Specific proposals included an expansion of 40% in the production of kidney dialysis machines: the combine ‘regarded it as scandalous that people could be dying for the want of a kidney machine when those who could be producing them are facing the prospect of redundancy’.
Although the plan was rejected by the company which, rightly, realised that it was a threat to ‘management’s right to manage’, the plan became famous and was emulated around the world. The combine was nominated for the Nobel Peace Prize in 1979.
Get together
Much has changed since the 1970s, but the need for conversion of arms manufacture to socially-useful production is as critical as ever. Britain is now committed to spend £200 billion on Trident renewal, but the Trident debate, as well as Labour leader Jeremy Corbyn’s backing during his 2015 election campaign, has put arms conversion firmly back on the political agenda.
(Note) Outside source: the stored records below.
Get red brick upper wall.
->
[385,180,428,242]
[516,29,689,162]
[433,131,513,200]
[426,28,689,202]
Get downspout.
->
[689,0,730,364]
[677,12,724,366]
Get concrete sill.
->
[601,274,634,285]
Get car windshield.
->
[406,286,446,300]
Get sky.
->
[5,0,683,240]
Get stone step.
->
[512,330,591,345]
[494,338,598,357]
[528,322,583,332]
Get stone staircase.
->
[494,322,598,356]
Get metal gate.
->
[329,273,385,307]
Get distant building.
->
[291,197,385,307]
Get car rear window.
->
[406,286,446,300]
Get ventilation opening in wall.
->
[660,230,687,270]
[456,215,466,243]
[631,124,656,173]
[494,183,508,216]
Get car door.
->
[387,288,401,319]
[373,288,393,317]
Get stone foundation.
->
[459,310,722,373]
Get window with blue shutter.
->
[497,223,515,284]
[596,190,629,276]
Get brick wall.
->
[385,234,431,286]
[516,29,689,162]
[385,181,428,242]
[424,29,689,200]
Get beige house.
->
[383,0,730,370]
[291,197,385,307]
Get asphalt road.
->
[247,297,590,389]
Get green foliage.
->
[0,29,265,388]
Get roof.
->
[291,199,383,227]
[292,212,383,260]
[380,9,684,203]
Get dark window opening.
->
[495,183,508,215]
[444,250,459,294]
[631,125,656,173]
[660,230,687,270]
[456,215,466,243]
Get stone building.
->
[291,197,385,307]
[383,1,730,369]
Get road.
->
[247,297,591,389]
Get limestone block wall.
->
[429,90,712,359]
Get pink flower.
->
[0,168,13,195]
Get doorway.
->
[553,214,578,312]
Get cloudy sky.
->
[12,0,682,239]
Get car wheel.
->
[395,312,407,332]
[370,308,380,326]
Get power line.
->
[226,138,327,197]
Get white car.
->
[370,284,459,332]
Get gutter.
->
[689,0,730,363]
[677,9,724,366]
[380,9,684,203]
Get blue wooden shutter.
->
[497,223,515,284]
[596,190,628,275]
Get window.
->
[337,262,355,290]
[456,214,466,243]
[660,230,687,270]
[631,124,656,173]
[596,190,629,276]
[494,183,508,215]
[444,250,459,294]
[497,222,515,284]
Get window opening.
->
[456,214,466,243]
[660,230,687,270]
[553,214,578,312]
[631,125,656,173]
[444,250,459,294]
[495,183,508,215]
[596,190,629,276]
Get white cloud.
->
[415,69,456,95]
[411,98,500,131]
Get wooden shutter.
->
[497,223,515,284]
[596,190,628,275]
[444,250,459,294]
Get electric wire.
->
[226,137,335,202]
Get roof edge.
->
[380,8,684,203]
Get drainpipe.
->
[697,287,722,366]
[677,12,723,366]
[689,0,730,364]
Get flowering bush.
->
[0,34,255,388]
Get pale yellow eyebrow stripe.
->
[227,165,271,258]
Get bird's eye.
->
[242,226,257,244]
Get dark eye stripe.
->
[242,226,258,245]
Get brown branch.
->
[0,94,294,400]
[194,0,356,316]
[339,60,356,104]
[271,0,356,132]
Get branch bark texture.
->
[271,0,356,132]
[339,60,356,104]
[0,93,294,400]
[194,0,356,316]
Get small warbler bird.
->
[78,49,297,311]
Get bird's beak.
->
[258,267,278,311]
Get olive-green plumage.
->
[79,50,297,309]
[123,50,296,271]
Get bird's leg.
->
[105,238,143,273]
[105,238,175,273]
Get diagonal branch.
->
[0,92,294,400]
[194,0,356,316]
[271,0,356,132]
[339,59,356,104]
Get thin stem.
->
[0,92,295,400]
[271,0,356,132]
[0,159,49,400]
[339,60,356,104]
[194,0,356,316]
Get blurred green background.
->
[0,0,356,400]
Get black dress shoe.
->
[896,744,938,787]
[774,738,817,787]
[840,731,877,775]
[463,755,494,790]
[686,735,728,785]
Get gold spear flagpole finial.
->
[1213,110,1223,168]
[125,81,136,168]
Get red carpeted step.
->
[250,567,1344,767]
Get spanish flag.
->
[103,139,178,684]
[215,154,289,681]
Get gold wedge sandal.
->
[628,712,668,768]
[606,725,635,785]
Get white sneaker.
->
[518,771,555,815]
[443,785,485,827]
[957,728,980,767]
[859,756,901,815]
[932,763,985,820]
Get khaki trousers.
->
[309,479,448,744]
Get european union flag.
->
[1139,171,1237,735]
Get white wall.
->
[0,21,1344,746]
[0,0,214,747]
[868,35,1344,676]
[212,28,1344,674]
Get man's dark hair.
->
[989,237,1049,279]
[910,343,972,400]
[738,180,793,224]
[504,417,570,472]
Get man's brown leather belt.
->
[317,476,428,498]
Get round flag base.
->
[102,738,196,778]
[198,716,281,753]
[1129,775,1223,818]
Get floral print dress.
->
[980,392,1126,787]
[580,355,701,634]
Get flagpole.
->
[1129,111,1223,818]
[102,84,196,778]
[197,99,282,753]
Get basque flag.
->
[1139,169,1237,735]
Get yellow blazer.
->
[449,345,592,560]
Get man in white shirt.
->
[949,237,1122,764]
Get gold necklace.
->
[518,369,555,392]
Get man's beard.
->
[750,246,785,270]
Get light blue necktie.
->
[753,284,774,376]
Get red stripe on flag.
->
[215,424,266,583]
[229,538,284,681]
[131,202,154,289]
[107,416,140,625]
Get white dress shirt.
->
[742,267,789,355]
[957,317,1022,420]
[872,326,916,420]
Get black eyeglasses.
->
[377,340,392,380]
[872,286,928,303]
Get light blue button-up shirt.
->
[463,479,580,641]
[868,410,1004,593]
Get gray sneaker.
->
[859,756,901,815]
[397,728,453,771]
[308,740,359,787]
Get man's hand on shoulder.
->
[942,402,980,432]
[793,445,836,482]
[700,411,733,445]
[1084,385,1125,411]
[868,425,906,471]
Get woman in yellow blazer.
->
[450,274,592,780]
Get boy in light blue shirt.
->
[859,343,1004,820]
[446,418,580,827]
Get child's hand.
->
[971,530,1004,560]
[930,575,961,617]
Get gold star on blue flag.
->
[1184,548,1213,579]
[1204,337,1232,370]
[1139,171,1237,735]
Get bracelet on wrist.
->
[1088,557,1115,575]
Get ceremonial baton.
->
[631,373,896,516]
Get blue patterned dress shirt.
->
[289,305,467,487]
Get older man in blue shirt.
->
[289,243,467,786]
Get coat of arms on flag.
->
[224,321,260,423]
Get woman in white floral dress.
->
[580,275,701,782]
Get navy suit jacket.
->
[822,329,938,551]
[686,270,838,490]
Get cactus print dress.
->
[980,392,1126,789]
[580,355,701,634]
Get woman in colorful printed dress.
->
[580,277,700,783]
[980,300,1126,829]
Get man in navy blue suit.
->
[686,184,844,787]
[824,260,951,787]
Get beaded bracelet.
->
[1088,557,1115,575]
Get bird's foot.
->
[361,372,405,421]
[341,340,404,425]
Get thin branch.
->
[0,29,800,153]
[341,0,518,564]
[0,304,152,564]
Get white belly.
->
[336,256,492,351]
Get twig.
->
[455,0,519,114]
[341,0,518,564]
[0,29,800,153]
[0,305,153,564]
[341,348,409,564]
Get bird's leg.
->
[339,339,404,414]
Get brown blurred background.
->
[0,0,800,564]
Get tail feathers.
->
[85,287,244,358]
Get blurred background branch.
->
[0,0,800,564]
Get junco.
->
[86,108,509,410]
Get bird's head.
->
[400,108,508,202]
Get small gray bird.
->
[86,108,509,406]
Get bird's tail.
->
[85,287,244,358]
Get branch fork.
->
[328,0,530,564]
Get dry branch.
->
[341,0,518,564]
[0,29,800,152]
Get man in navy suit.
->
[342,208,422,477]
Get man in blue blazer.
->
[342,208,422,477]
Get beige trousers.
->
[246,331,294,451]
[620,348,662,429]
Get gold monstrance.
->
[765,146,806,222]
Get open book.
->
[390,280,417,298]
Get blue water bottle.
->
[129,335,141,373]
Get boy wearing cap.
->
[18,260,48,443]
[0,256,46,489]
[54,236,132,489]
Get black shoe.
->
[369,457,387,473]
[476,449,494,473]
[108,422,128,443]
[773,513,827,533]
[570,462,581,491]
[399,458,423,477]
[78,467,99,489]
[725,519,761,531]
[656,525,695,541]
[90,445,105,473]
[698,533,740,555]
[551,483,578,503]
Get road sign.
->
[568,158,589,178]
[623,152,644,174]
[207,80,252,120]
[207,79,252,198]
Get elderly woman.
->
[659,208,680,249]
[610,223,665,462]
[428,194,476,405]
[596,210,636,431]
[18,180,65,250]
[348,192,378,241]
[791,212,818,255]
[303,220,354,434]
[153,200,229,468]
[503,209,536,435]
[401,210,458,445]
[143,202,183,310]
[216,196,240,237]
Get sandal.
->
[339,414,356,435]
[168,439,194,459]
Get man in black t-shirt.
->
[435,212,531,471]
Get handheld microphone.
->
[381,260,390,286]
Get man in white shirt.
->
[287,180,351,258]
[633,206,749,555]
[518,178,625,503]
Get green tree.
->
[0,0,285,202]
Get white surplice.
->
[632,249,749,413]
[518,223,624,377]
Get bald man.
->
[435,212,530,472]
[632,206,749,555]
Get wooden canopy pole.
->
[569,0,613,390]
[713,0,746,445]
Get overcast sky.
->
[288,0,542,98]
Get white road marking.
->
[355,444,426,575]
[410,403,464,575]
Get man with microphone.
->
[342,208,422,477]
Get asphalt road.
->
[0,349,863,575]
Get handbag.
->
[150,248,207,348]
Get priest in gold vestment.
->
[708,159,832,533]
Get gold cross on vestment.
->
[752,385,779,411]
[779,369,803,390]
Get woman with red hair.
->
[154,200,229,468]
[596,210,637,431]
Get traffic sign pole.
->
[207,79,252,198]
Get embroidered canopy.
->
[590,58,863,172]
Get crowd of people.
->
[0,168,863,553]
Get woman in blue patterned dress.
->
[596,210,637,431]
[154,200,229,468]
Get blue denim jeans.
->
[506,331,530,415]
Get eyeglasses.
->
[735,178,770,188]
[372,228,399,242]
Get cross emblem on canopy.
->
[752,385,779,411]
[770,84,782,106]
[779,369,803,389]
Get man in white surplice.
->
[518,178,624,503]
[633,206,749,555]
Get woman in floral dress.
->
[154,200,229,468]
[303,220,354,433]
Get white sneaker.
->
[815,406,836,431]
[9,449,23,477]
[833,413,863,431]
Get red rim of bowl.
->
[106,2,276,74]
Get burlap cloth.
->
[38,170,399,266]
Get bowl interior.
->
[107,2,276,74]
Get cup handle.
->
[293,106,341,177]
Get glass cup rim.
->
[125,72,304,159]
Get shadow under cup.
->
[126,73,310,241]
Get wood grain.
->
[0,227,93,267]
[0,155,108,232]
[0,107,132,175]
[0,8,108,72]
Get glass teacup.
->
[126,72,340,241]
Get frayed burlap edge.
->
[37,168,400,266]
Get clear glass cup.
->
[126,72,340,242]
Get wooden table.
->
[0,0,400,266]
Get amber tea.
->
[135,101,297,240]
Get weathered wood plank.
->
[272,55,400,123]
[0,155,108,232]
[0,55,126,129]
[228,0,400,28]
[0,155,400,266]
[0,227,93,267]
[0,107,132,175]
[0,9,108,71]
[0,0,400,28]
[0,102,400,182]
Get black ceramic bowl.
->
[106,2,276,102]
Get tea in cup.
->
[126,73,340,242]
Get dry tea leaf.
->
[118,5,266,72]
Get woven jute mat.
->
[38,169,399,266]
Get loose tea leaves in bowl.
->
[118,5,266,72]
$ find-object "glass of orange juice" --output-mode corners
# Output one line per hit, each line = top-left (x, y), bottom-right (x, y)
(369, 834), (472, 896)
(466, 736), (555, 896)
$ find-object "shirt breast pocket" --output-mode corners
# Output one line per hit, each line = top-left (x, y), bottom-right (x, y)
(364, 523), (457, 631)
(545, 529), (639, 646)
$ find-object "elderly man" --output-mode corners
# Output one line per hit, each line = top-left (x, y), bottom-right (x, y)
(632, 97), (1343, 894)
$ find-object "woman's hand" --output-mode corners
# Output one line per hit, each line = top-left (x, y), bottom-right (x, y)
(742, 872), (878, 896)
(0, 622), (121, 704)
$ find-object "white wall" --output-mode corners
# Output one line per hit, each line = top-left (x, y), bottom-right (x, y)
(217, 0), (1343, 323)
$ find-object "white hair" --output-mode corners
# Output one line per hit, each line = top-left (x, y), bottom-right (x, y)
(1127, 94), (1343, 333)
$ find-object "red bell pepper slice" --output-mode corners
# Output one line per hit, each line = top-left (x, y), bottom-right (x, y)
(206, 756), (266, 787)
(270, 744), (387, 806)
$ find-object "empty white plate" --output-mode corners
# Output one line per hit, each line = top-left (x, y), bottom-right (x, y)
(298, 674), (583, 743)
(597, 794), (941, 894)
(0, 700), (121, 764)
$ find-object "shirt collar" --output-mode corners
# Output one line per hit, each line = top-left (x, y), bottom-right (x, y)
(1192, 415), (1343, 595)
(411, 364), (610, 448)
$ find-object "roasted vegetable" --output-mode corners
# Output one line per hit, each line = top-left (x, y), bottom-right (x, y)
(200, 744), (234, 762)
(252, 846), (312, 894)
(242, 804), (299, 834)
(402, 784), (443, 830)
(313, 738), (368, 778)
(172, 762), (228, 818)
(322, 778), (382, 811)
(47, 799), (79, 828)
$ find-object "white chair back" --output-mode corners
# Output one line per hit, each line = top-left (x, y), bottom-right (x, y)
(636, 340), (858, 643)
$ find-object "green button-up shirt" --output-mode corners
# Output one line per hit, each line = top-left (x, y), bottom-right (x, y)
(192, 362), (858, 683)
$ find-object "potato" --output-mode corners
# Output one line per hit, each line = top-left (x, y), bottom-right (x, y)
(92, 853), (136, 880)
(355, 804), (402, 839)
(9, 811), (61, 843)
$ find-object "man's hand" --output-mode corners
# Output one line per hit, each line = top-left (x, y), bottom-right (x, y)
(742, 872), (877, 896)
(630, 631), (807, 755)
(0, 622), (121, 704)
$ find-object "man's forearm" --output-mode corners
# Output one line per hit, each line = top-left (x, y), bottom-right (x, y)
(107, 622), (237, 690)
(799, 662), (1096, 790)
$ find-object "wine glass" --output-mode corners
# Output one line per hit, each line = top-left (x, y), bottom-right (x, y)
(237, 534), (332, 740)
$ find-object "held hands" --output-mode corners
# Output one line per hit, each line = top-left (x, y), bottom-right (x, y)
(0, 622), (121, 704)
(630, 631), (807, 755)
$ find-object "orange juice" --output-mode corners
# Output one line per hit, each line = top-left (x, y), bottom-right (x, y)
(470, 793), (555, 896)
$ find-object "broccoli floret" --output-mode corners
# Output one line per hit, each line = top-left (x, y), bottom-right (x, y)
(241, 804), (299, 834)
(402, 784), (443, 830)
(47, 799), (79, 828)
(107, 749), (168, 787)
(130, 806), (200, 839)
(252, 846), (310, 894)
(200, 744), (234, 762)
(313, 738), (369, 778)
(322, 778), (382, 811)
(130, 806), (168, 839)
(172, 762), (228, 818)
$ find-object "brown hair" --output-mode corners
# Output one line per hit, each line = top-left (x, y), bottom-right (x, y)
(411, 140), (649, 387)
What inspired people in the 1970s was the way in which the Lucas Plan overcame the way in which workers and peace and environmental activists are set up against each other by the capitalist system. Such an approach is needed more than ever in a situation of environmental crisis and looming armed conflicts.
Many feel that the underlying crisis of industrial capitalism requires a complete rethink of how we produce the goods and services that people really need. But such a rethink of both technological and economic systems can only happen through the know-how of workers, as a crucial part of a participatory and democratic planning process.